JD: An Online Giant in China


Paul Goodwin Image Paul Goodwin Emerging Markets Specialist and Analyst, Cabot Heritage Corporation

JD.com (JD), a company with a great story, improving fundamentals and a surprisingly serene chart, notes Paul Goodwin, international investing expert and editor of Cabot Emerging Markets Investor.

It is actually China’s largest e-commerce company by revenue, an online retailer with a hefty $37.7 billion market cap and a similarly impressive $35.7 billion in annual sales.

The company differs from China’s other online giant, Alibaba (BABA), in that it owns and warehouses its own inventory (in 254 warehouses) and delivers via its own distribution network that includes fulfillment centers in seven cities and front distribution centers in 25 cities.

85% of JD’s orders nationwide receive either same-day or next-day delivery. The company offers special services for frequent buyers called JD Prime.

As of its Q3 earnings report in November 2016, JD.com boasted just shy of 200 million active customer accounts, which is up from 155 million at the end of 2015.

And 80% of all orders in Q3 were placed via mobile devices, which confirms the dominance of mobile vs. PCs in China’s online shopping life.

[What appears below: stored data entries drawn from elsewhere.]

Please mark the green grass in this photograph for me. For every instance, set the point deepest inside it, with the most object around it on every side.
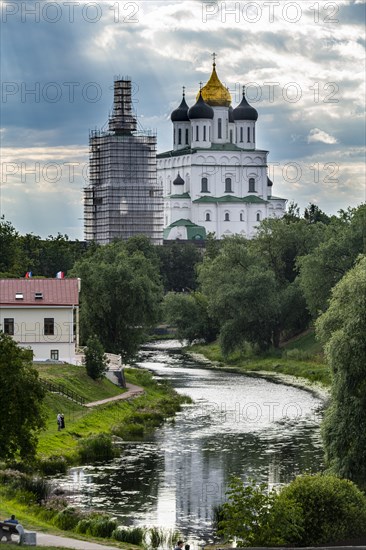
(75, 379)
(302, 357)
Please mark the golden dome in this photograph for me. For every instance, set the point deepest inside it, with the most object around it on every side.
(214, 92)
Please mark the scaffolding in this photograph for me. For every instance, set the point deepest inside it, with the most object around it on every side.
(123, 198)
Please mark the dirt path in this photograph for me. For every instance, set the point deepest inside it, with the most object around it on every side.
(132, 391)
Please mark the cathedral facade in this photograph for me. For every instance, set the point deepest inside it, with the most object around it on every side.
(214, 179)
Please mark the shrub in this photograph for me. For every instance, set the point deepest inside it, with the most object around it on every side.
(333, 509)
(133, 535)
(52, 465)
(96, 447)
(67, 519)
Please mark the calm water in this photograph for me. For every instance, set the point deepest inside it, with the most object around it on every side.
(238, 424)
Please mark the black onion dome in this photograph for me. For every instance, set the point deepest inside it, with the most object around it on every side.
(244, 111)
(181, 113)
(178, 180)
(200, 110)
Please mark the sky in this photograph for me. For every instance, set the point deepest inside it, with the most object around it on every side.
(303, 64)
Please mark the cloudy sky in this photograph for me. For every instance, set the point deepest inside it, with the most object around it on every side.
(303, 63)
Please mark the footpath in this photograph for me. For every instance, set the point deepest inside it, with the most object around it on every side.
(132, 391)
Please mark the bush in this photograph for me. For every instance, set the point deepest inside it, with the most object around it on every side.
(52, 465)
(67, 519)
(134, 535)
(96, 447)
(333, 509)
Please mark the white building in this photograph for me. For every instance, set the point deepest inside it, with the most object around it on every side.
(215, 179)
(42, 314)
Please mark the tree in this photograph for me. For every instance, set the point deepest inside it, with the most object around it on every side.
(96, 362)
(327, 263)
(342, 329)
(120, 297)
(189, 313)
(21, 396)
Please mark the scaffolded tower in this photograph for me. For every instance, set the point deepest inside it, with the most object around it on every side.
(123, 198)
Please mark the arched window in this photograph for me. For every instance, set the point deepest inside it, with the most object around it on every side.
(228, 188)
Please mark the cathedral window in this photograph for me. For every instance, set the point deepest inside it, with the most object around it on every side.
(251, 185)
(228, 188)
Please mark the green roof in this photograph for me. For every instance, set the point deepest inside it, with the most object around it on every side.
(181, 196)
(251, 199)
(194, 232)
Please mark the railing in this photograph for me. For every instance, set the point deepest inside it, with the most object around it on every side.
(58, 388)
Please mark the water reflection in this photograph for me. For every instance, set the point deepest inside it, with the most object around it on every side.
(241, 425)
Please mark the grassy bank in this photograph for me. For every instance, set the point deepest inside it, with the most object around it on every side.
(301, 357)
(125, 418)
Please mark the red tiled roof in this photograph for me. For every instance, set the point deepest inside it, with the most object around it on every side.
(60, 292)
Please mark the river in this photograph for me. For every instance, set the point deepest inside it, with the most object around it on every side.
(237, 425)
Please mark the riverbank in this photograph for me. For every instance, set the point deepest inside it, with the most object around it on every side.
(292, 365)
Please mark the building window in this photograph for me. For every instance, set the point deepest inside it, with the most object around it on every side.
(251, 185)
(49, 326)
(9, 326)
(204, 185)
(228, 188)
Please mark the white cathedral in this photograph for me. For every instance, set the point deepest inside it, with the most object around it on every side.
(214, 179)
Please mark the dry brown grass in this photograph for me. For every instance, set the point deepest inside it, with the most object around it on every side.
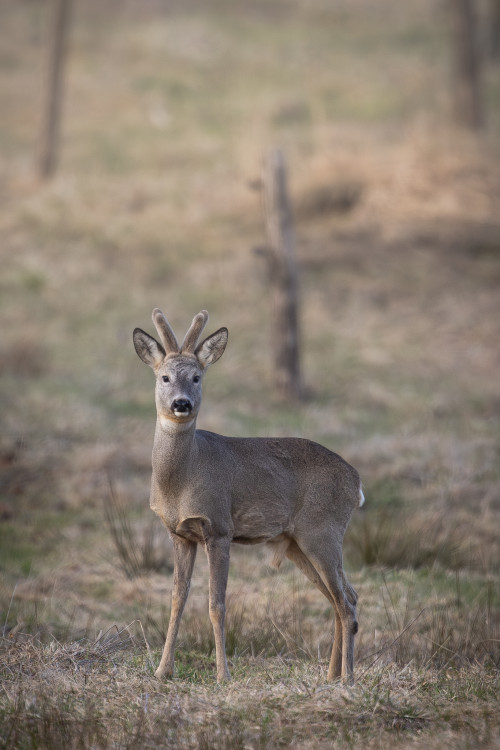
(166, 119)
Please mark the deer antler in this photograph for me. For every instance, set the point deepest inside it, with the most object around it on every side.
(194, 332)
(165, 333)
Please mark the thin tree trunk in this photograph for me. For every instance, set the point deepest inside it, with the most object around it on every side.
(494, 29)
(283, 276)
(51, 115)
(467, 65)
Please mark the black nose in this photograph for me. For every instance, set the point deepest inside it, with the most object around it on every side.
(182, 406)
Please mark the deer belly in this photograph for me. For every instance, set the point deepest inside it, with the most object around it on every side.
(253, 526)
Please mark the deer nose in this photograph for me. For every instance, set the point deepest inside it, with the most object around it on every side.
(182, 406)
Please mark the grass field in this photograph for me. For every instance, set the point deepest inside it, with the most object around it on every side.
(169, 109)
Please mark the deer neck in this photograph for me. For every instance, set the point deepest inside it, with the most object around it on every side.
(174, 453)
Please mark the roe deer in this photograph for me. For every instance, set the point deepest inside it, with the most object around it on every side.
(290, 493)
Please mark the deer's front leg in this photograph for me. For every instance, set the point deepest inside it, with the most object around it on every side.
(218, 565)
(184, 556)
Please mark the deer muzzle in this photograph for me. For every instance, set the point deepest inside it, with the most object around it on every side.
(182, 407)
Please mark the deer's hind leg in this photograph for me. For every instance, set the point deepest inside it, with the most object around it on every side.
(323, 553)
(295, 554)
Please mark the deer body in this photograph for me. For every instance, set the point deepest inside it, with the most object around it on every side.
(291, 493)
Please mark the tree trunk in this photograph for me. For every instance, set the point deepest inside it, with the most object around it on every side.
(51, 116)
(467, 65)
(283, 277)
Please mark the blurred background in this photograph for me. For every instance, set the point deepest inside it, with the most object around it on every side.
(143, 188)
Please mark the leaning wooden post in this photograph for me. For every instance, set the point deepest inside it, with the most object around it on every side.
(51, 116)
(283, 276)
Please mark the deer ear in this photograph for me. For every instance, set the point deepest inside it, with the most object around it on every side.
(212, 348)
(148, 349)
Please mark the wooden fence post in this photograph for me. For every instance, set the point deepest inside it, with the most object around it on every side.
(280, 252)
(51, 116)
(469, 110)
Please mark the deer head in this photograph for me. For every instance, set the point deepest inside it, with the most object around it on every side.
(180, 369)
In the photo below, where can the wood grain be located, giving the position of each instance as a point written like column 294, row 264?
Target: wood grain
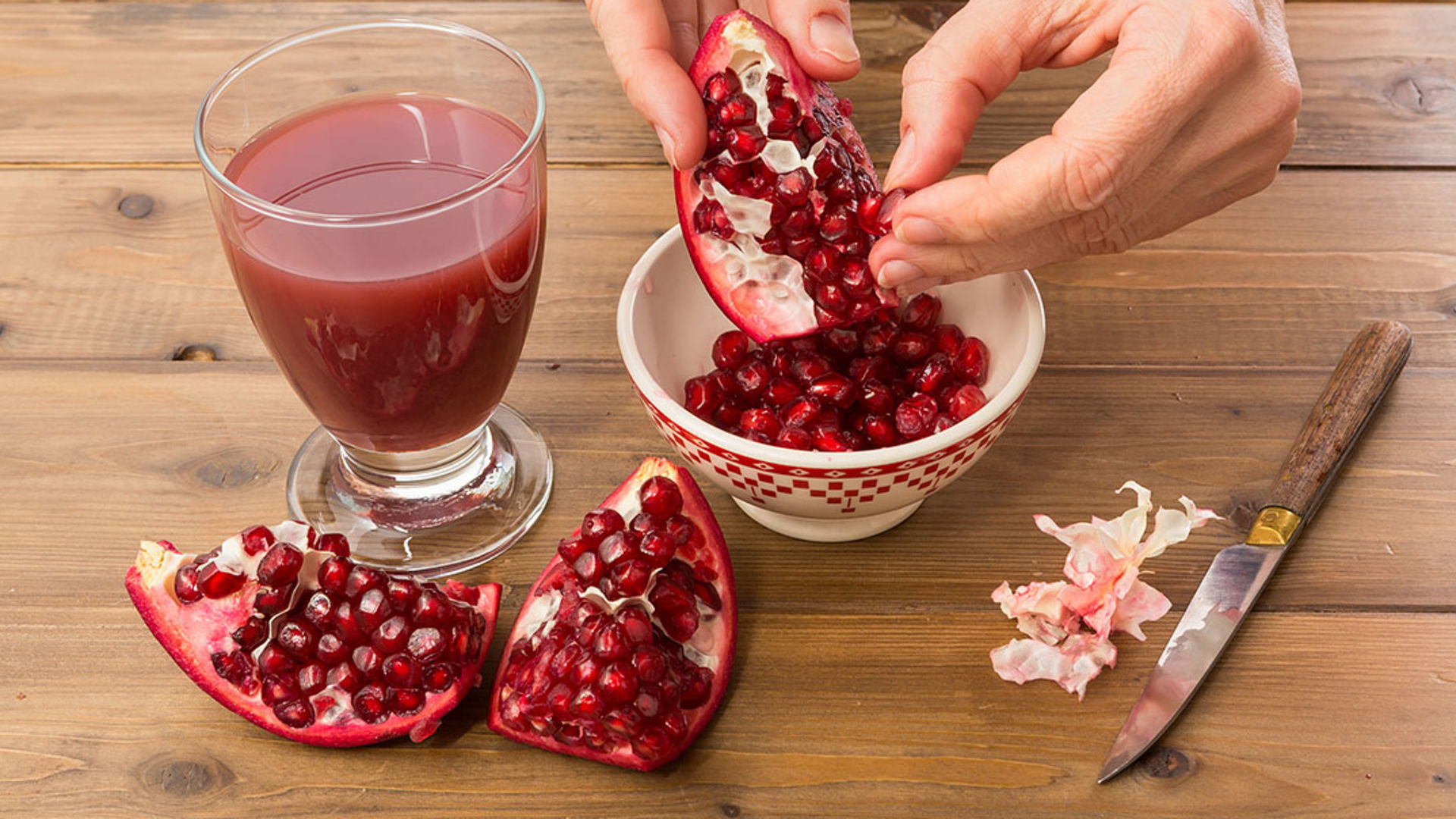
column 849, row 714
column 194, row 450
column 1272, row 280
column 1378, row 79
column 1345, row 409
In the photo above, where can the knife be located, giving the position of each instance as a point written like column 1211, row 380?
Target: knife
column 1238, row 573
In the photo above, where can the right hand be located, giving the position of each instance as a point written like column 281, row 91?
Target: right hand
column 651, row 44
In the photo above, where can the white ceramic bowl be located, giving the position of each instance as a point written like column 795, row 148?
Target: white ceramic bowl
column 666, row 328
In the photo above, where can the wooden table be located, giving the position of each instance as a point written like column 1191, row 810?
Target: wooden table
column 139, row 404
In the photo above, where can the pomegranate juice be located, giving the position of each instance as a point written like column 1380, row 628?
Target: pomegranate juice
column 400, row 318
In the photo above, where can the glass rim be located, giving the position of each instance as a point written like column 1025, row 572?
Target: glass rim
column 237, row 193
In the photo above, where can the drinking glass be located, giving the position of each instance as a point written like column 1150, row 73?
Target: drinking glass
column 379, row 188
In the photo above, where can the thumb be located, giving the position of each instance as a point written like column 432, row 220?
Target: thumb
column 820, row 34
column 965, row 66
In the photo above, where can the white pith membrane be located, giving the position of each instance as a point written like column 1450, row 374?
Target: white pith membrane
column 780, row 279
column 216, row 623
column 546, row 610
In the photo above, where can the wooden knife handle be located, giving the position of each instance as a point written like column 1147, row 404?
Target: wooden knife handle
column 1360, row 381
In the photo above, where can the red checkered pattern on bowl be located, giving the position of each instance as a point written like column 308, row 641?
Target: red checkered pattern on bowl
column 849, row 490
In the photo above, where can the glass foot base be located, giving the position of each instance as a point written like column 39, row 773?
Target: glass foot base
column 431, row 522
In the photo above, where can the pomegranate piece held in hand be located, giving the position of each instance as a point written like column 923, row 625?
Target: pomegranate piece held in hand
column 781, row 213
column 283, row 629
column 868, row 385
column 623, row 646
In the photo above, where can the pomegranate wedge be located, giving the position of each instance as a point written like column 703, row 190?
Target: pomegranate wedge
column 625, row 643
column 283, row 629
column 781, row 213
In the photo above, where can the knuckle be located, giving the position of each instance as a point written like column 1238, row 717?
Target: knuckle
column 1231, row 31
column 1088, row 178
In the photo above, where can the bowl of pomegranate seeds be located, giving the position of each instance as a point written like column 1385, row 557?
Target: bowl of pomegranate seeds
column 842, row 433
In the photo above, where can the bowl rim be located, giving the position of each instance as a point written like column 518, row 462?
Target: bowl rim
column 648, row 388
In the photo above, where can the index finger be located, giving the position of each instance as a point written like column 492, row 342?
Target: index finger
column 639, row 44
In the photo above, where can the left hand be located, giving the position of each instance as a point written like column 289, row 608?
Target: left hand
column 1194, row 111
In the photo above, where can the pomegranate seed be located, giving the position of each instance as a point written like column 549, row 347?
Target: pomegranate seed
column 731, row 349
column 783, row 118
column 618, row 684
column 971, row 362
column 280, row 689
column 801, row 413
column 880, row 338
column 746, row 143
column 631, row 577
column 312, row 678
column 588, row 569
column 915, row 416
column 880, row 430
column 721, row 86
column 369, row 704
column 833, row 388
column 910, row 347
column 215, row 582
column 431, row 610
column 932, row 375
column 391, row 635
column 347, row 678
column 256, row 539
column 363, row 579
column 598, row 523
column 965, row 401
column 660, row 496
column 184, row 583
column 794, row 438
column 737, row 110
column 251, row 634
column 296, row 713
column 372, row 610
column 440, row 676
column 334, row 575
column 921, row 312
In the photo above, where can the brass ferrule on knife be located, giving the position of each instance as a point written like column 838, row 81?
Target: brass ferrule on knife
column 1273, row 526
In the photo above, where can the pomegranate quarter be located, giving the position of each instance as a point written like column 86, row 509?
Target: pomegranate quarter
column 283, row 629
column 783, row 207
column 623, row 646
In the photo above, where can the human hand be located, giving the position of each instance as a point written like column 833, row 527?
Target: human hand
column 1194, row 112
column 651, row 42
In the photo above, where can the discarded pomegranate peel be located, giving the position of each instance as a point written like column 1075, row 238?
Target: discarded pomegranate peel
column 783, row 207
column 309, row 645
column 1071, row 621
column 625, row 645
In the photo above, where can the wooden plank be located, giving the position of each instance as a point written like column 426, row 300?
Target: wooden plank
column 98, row 457
column 1282, row 279
column 1378, row 79
column 877, row 716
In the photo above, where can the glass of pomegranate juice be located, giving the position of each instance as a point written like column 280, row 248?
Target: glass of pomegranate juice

Electronics and home appliances have historically made up almost two-thirds of annual revenue, but general merchandise—so call “fast-moving consumer goods”—are playing an increasing role.

JD.com has one big trait in common with Amazon (AMZN) — it has spent years plowing its free cash flow back into the business to build its distribution network and grow its market share.

Despite years of increasing revenue and cash flow, JD.com booked losses in seven of the 10 quarterly reports from Q4 2014 to Q1 2016.